Garrett Reid-USA TODAY Sports

Fans of the Green Bay Packers and Kansas City Chiefs, as well as fans of NFL history in general must set their DVRs. For the first time ever, the NFL has cobbled together clips from various sources to create a broadcast of Super Bowl I, in which the Packers defeated the Chiefs 35-10.

The broadcast will air on NFL Network this Friday, January 15th, at 7:00 PM Central Time. Here's a look at the NFL's promo spot for this program:

Despite being broadcast live on two networks, NBC and CBS, no full recordings of the game are known to exist save for one tape which is currently held at the Paley Center for Media and has not been turned over to the NFL.

However, in a press release this morning, the league announced that NFL Films has re-created a game broadcast of this legendary, lost game from "a couple dozen disparate sources", while audio from the NBC Sports broadcast of the game will be synchronized as well.

Here are some highlights from the league's press release:

Host Chris Rose and Steve Mariucci anchor the broadcast and are joined by a plethora of NFL Media talent, such as Terrell Davis, Daniel Jeremiah, Steve Wyche, and Elliot Harrison. Additionally, Pro Football Hall of Fame defensive end for the Packers Willie Davis and former Packers wide receiver Antonio Freeman join in-studio, while former Packers greats Jerry Kramer and Dave Robinson join the show from remote.

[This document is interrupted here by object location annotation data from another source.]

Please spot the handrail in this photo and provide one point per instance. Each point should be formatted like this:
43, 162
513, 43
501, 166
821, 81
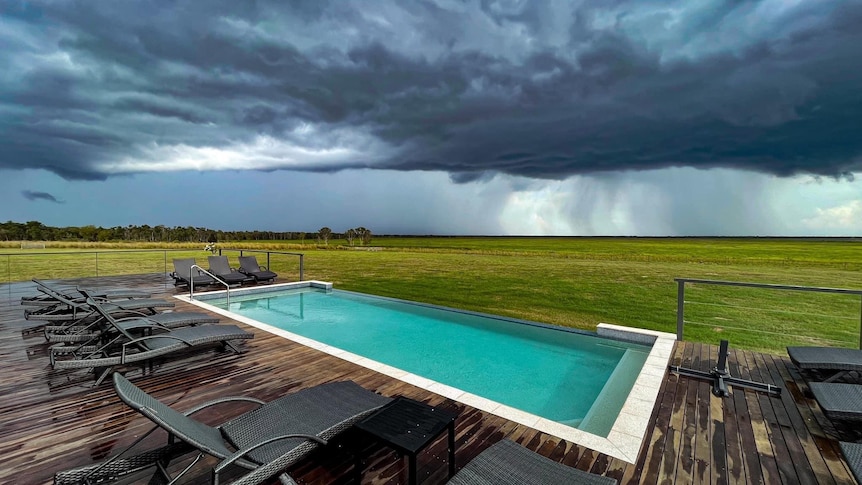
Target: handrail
192, 283
680, 296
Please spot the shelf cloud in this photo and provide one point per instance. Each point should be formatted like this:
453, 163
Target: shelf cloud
539, 90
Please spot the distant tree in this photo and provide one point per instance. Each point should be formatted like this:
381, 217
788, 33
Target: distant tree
365, 236
350, 235
323, 234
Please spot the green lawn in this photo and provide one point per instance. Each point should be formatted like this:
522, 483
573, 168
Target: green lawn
578, 282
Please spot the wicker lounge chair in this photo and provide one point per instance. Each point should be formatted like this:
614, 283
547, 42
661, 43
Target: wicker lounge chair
72, 293
249, 266
97, 328
183, 271
75, 311
265, 440
853, 455
508, 463
838, 360
127, 348
220, 267
838, 401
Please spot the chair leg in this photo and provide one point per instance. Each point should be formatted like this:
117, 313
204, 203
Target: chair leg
102, 376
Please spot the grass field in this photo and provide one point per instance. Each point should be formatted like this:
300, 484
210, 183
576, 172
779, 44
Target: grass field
576, 282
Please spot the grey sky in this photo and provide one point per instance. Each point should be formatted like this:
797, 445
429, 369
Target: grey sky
590, 105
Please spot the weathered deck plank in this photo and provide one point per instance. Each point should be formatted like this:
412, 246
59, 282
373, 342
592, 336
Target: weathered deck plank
56, 420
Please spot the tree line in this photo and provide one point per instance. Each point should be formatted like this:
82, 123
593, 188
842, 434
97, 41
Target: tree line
36, 231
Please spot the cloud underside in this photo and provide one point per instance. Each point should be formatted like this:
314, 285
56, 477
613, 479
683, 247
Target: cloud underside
522, 88
35, 195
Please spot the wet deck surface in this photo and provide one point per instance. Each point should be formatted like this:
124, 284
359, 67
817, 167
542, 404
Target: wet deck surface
55, 420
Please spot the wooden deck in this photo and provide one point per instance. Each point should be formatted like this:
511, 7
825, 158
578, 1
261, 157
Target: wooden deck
53, 420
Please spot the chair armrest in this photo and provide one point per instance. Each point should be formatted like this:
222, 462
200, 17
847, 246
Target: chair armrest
222, 400
147, 324
240, 453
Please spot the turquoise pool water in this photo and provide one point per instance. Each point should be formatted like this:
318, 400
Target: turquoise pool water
566, 376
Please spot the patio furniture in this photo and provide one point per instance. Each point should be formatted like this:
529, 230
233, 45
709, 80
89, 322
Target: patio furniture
249, 266
185, 275
853, 455
93, 330
721, 378
71, 292
265, 440
508, 463
127, 348
838, 360
838, 401
220, 267
409, 426
74, 311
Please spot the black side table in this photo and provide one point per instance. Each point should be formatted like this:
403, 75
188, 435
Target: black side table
409, 426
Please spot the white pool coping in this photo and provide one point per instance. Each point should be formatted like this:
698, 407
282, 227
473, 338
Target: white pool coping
623, 442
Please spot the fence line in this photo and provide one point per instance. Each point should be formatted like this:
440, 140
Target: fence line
680, 297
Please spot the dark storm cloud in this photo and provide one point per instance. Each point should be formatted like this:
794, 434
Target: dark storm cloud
472, 89
31, 195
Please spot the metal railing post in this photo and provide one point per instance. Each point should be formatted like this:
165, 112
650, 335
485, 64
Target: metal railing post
680, 309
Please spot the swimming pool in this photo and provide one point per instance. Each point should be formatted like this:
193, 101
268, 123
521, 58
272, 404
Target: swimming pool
569, 377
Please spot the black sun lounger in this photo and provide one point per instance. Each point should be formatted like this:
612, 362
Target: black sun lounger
220, 267
507, 463
266, 440
128, 348
84, 333
249, 266
74, 311
838, 400
835, 359
853, 455
183, 271
72, 293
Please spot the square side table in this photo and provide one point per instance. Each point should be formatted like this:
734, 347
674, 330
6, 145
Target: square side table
409, 426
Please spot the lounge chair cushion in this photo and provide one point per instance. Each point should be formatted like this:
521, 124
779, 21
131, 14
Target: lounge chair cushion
827, 358
838, 400
190, 430
250, 266
324, 411
508, 463
853, 456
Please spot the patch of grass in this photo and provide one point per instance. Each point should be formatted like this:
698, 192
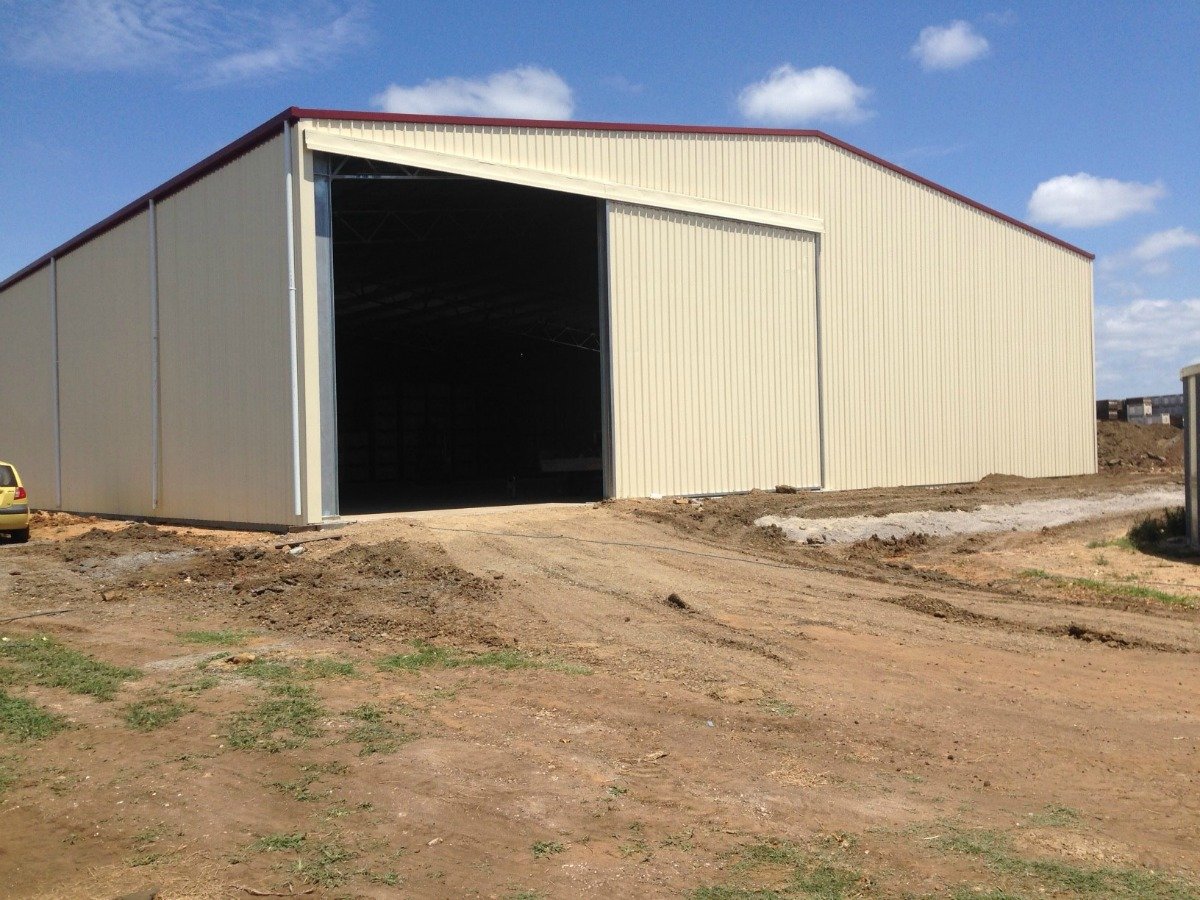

In addition to the broadcast of the game, Super Bowl I: The Lost Game includes the following features:

  • Wired sound from Packers head coach Vince Lombardi
  • Footage of a postgame interview with Chiefs head coach Hank Stram and NFL Commissioner Pete Rozelle being interviewed by Pat Summerall
  • In-depth discussion on how the Super Bowl I broadcast was lost and then re-assembled using NFL Films footage
  • A feature on the merger between the well-established National Football League and the upstart American Football League, giving birth to the modern-day NFL and the uniquely American spectacle called the Super Bowl.
  • An interview with Super Bowl I CBS producer Bill Creasy on why the second half kickoff was kicked twice

So get those DVRs set and enjoy the broadcast.